Binaries and processes

Given this trivial C program as hello.c:

#include <stdio.h>
int main ()
{
  printf ("hello world\n");
  return 0;
}

what happens when you compile it with GCC?

If we run this command line:

# compile hello.c to an executable named "hello"
$ gcc hello.c -o hello

we end up with an executable:

$ ls
hello  hello.c

which we can run:

$ ./hello
hello world

but a lot has happened “under the hood”.

The gcc binary is actually just a relatively small “driver” program. It looks at what inputs you have provided, and what output you have asked for, and tries to figure out what to do.
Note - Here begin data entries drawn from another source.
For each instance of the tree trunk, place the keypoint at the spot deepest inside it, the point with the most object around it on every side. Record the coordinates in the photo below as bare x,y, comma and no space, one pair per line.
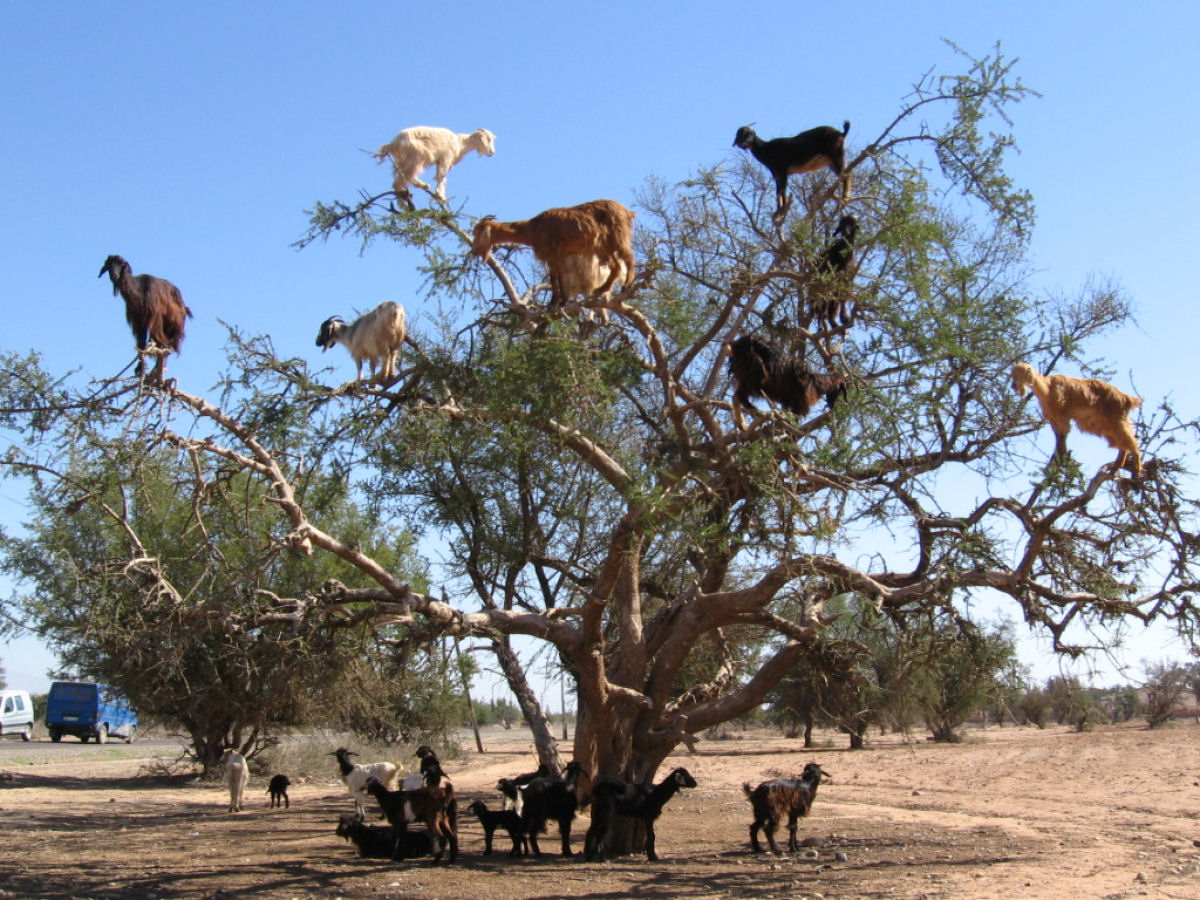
532,711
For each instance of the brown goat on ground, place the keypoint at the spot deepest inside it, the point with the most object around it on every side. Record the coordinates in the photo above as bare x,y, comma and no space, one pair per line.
761,371
436,807
603,229
779,798
155,310
1096,407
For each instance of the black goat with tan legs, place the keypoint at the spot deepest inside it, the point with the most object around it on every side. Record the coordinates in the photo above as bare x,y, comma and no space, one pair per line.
820,148
759,370
779,798
612,797
505,819
155,310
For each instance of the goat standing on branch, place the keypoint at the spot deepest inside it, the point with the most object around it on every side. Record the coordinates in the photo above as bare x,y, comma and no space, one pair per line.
418,148
375,336
823,147
155,310
600,229
759,370
1096,407
829,292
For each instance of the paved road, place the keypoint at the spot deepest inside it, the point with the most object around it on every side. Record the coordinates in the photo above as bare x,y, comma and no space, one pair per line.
41,750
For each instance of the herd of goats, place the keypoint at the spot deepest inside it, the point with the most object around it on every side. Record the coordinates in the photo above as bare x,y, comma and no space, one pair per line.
529,803
588,249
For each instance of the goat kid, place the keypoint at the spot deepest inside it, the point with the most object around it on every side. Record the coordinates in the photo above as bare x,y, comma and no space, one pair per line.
154,309
277,789
415,149
508,820
375,337
759,370
779,798
833,270
613,797
379,841
600,229
823,147
436,807
1095,406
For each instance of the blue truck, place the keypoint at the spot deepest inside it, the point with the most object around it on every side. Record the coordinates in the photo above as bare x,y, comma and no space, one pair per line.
89,711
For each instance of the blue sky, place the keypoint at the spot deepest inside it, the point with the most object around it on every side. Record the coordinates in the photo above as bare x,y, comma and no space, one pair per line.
191,137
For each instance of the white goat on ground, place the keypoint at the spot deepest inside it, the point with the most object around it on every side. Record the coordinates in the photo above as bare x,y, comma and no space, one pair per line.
375,336
357,777
237,774
415,149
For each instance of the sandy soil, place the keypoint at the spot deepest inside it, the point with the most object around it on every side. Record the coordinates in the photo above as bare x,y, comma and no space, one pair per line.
1012,813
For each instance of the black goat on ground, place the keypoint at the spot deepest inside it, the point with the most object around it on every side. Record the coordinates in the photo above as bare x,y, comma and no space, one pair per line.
155,310
612,797
435,807
759,370
505,819
772,801
549,797
823,147
511,786
379,841
279,791
829,288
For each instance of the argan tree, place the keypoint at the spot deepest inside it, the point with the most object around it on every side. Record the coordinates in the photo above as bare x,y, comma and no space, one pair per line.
595,497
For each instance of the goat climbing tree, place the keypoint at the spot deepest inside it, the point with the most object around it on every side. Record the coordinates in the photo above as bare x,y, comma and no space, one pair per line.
593,495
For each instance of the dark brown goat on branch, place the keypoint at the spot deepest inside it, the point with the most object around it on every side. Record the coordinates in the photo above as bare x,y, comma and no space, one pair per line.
155,310
759,370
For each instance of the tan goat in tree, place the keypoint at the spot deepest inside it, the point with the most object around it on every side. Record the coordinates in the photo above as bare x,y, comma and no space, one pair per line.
603,229
1095,406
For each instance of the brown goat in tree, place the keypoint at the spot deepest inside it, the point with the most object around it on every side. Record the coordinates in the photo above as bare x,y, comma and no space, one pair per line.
155,310
759,370
1095,406
603,229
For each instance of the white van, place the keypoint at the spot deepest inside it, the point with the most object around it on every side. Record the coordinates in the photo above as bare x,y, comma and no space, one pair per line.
16,714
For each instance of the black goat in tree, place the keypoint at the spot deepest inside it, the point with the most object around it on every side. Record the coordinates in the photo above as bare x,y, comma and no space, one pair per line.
823,147
829,287
612,797
759,370
155,310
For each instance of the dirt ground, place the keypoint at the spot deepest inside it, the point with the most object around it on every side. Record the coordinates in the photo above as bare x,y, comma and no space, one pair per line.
1012,813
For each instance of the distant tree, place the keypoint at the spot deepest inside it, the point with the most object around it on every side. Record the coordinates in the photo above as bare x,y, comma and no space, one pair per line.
1164,688
960,672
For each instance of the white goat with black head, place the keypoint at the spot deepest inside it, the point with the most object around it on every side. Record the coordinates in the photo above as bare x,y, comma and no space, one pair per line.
373,337
418,148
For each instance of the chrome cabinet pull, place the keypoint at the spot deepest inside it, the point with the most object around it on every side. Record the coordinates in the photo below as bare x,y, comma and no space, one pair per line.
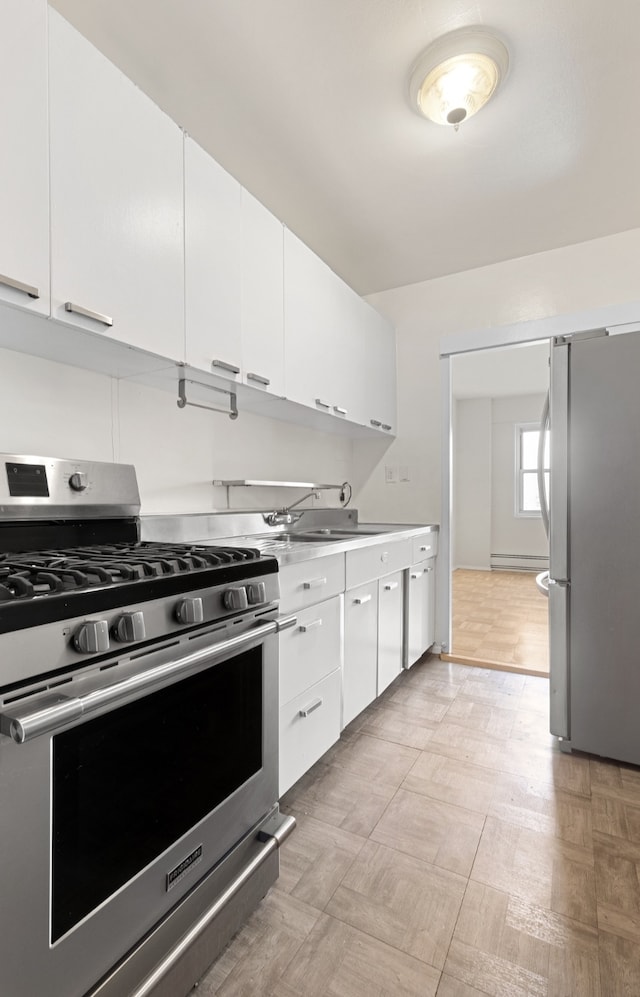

In this case we have a C source file as input (hello.c), and an executable as output.

The gcc driver “knows” that it can compile .c files to assembler by invoking GCC’s C compiler, which is a binary called cc1. This will take hello.c as input, and generate an assembler file with a .s suffix. The driver will then invoke the assembler on that .s file, generating an object file. This is a binary file format, containing machine code and metadata, typically in a file format called ELF. However, this .o can’t be run directly; it needs to go through the linker, which will generate the final executable that can be run (also an ELF file).

In diagram form:

         cc1          as          linker
hello.c -----> tmp.s ----> tmp.o --------> "hello" executable

We can investigate by adding the -v option, which makes gcc print copious amounts of information to stderr.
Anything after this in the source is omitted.